Class ICP

Nested Relationships

Nested Types

Class Documentation

class ICP

A class that performs point matching in an ICP like fashion to align a pointcloud with the existing TSDF information.

Note the process is slightly different to traditional ICP:

1) A “mini batch” of points is selected and the transform that gives the minimum least squares error for their alignment is found.
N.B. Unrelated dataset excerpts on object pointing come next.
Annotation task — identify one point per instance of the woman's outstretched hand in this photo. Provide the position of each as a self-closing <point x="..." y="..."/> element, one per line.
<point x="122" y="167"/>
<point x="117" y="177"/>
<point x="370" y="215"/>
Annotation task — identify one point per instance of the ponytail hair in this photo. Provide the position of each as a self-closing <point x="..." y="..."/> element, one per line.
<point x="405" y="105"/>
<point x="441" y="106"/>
2) The “information” contained in this alignment is estimated and used to fuse this refined transform with the initial guess.

3) The process is repeated with a new mini batch of points until all points in the pointcloud have been used.

This scheme does not really iterate and uses the TSDF distances instead of building a kdtree. Both choices limit the capture region and so so assumes the initial guess is reasonably accurate. However, these limitations allow efficient correspondence estimation and parallelization, allowing efficient real time performance.

Public Functions

ICP(const Config &config)

A normal member taking two arguments and returning an integer value.

Parameters
  • config: struct holding all relevant ICP parameters.

size_t runICP(const Layer<TsdfVoxel> &tsdf_layer, const Pointcloud &points, const Transformation &inital_T_tsdf_sensor, Transformation *refined_T_tsdf_sensor, const unsigned seed = std::chrono::system_clock::now().time_since_epoch().count())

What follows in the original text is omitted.